ESCRS - PP14.16 - Bilateral Enterococcus Faecalis Corneal Ulcers With Right Eye Endophthalmitis And Consequent Bilateral Blindness As A Result Of Chronic Intentional Self-Injury – A Case Report

Bilateral Enterococcus Faecalis Corneal Ulcers With Right Eye Endophthalmitis And Consequent Bilateral Blindness As A Result Of Chronic Intentional Self-Injury – A Case Report

Published 2022 - 40th Congress of the ESCRS

Reference: PP14.16 | Type: Case report | DOI: 10.82333/ef82-1t40

Authors: Sanja Masnec* 1 , Marija Barišić-Kutija 1 , Sania Vidas-Pauk 1 , Miro Kalauz 1 , Tomislav Kuzman 1 , Ivan Škegro 1 , Tomislav Jukić 1 , Sven Seiwerth 2

1Department of Ophthalmology,Zagreb University Hospital Center, Zagreb, Croatia,Zagreb,Croatia, 2Department of Pathology,School of Medicine,Zagreb,Croatia

To present a case of Enterococcus faecalis corneal ulcers with endophthalmitis and consequent bilateral blindness as a result of unrecognised intentional self-injury

1 Department of Ophthalmology, Zagreb University Hospital Center, Zagreb, Croatia

2 School of Medicine, University of Zagreb, Zagreb, Croatia

3 Department of Pathology, School of Medicine, University of Zagreb, Zagreb, Croatia.

A 56-year-old woman was admitted to our Clinic with progressive corneal ulcer in the left eye. Her BCVA was 0,7 logMAR on the right eye and CF at 1m on the left eye.
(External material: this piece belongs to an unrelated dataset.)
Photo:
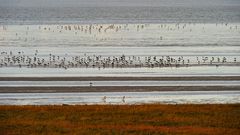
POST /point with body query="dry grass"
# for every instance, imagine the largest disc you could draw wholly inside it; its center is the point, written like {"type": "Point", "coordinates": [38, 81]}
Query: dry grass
{"type": "Point", "coordinates": [120, 119]}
Clinical findings on the right eye showed conjunctival hyperemia with superficial punctuate keratopathy, and a corneal ulcer and severe conjunctival reaction of her left eye. Nodular and ulcerative eyelid skin lesions with central crusts were present. Similar skin lesions were also detected on earlobes, brows, left nostril, lips, and abdominal skin. Complete serological and immunological diagnostic panels excluded autoimmune diseases. Skin and mucosa biopsies were performed and the changes described as unspecific. Corneal scrapings and conjunctival swab were negative on Acanthamoeba. The only finding was Enterococcus faecalis  that caused the corneal ulcer for which she was treated.  After discharge, she was readmitted with the corneal ulcer on her right eye, followed by endophthalmitis. Skin changes showed more epidermal lesions and erythematous infiltrations. According to clinicians, changes in her skin were most likely from self-manipulation, but she decisively denied it. She was diagnosed with the anxiety-depressive disorder.  Penetrating keratoplasty  and cataract surgery were performed on both eyes but she developed repetitive corneal graft rejection. Despite all therapeutic and surgical protocols taken, she ended up blind with phthisis of both eyes. 

Corneal ulcer caused by Enterococcus faecalis infections is indeed a rare finding.  Although a rarity, intentional mechanical eye trauma should be considered in progressive and etiologically unclear eye pathology. The patient's uncooperative behavior, constant denial of self-harm and continuous worsening of her health condition should always raise a concern of underlying psychiatric problem. By setting proper diagnosis earlier and with psychiatric treatment, this case could have had different resolution.